Olá, pensadores!

Não é novidade para ninguém que as novelas de Manoel Carlos são verdadeiras crônicas da vida real. Desde História de amor (1995), cujo roteiro foi alterado pelo Ministério da Justiça que considerou a temática de mãe e filha apaixonadas pelo mesmo homem inadequada para o horário, passando pela memorável Por amor (1997/1998) que abordava temas como bissexualismo, alcoolismo e jogo do bicho, e por Páginas da vida (2006/2007), onde a adoção e a síndrome de down foram abordadas, até a atual Viver a Vida (2009/2010), Maneco conseguiu inserir, em suas tramas, dilemas do cotidiano, trazendo à discussão popular, graças ao elevado grau de penetração das telenovelas, temas tidos como tabus ou intocáveis.

Contudo, em seu atual trabalho, apesar do esforço do escritor em tratar problemáticas como as dificuldades dos deficientes físicos, a vida do crime em periferias, os dilemas da profissão médica e as futilidades do mundo da moda, e alguns outros incidentais, nenhum outro tema tem tido maior destaque que a traição conjugal.

Em todos os núcleos da novela, a traição é elevada a primeiro plano, sendo o norte dos principais acontecimentos da trama. Tereza (Lílian Cabral) e Marcos (José Mayer), Betina (Letícia Spiller) e Gustavo (Marcelo Airoldi), Jorge (Mateus Solano) e Luciana (Aline Morais), Helena (Taís Araújo) e Marcos (José Mayer), Ricardo (Max Fercondinni) e Elen (Daniele Suzuki), Renata (Bárbara Paz) e Miguel (Mateus Solano), para ficar só nesses exemplos, são personagens que, na novela, já traíram ou foram traídos. Sinceramente, usando uma música popular de péssimo gosto, “é gaia pra todo lado”!

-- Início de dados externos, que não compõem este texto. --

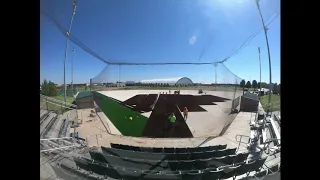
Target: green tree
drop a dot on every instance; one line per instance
(49, 88)
(254, 84)
(248, 85)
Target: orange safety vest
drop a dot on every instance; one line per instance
(185, 111)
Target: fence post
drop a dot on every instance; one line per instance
(61, 108)
(47, 102)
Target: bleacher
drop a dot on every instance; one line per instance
(130, 162)
(53, 125)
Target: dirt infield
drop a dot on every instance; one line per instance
(157, 125)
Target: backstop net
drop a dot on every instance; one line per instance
(209, 91)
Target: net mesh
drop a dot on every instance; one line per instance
(148, 89)
(197, 65)
(220, 21)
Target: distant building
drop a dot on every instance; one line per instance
(170, 81)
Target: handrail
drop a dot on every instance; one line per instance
(59, 105)
(97, 140)
(266, 144)
(57, 100)
(64, 147)
(241, 141)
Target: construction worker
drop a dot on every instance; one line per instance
(172, 120)
(185, 113)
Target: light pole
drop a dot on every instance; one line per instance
(270, 79)
(215, 75)
(72, 71)
(66, 50)
(260, 73)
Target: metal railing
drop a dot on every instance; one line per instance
(266, 145)
(59, 148)
(96, 138)
(57, 101)
(240, 141)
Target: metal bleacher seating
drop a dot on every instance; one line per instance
(166, 163)
(168, 156)
(168, 150)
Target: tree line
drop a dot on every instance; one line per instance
(256, 85)
(49, 88)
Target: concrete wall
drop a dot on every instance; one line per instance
(120, 115)
(248, 104)
(85, 102)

Não quero parecer antiquado ou conservador, mas há um exagero intencional no trato deste tema. Por que será? Ninguém duvida que, na vida real, sempre existiram e sempre haverá traições como as retratadas na novela. A grande diferença é que aqui, fora das telinhas, trair é um ato nocivo, causador de inúmeros malefícios, entre os quais, um dos mais danosos é a desestrutura familiar.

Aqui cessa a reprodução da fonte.